Cerro Negro Norte

Location
- Location: Atacama Region, Chile; 27°06′20″S 70°20′43″W﻿ / ﻿27.1055166667°S 70.3453638889°W;

Production
- Products: Iron ore concentrate

History
- Opened: 2010–2014

Owner
- Company: Compañía Minera del Pacífico
- Acquired: 1971

= Cerro Negro Norte mine =

Iron mine in Chile

Cerro Negro Norte (CNN) is an open-pit iron mine in northern Chile about 30 km north of the city of Copiapó in inland Atacama Region. The ore of the mine is one of various iron oxide-apatite (IOA) ores that are part of the north–south Chilean Iron Belt.

==History==
Cerro Negro Norte was originally mined in the 1960s by Compañía Minera Santa Fe. As part of the Allende administration's Chilean nationalization of iron the inactive of Cerro Negro Norte became state-owned in 1971 when the government expired all mining concessions of iron ore deposits that were not being mined.

Cerro Negro Norte opened again in 2010–2014 and in 2021 it had a production capacity of 4 million tons of iron.

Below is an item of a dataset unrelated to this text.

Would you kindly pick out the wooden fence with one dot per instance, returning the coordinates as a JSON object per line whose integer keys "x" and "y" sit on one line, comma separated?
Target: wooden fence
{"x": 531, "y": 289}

It produces iron ore concentrate that is transported as pulp in pipelines to the port of Punta Totoralillo located 55 km northwest of the mine. The mine stores and processes iron ore from smaller mining companies.

In 2014, plans for a desalination plant to provide water for mining operations at it and other mines was announced.

As of 2025 Cerro Negro Norte was the newest of the mines owned and operated by Compañía Minera del Pacífico (CMP). In early 2025 Compañía Minera del Pacífico submitted a plan to the Environmental Assessment Service to increase iron production capacity at the mine from 4 to 4.5 million metric tons. Among other things the project seeks to improve are the conminution and concentrating plants.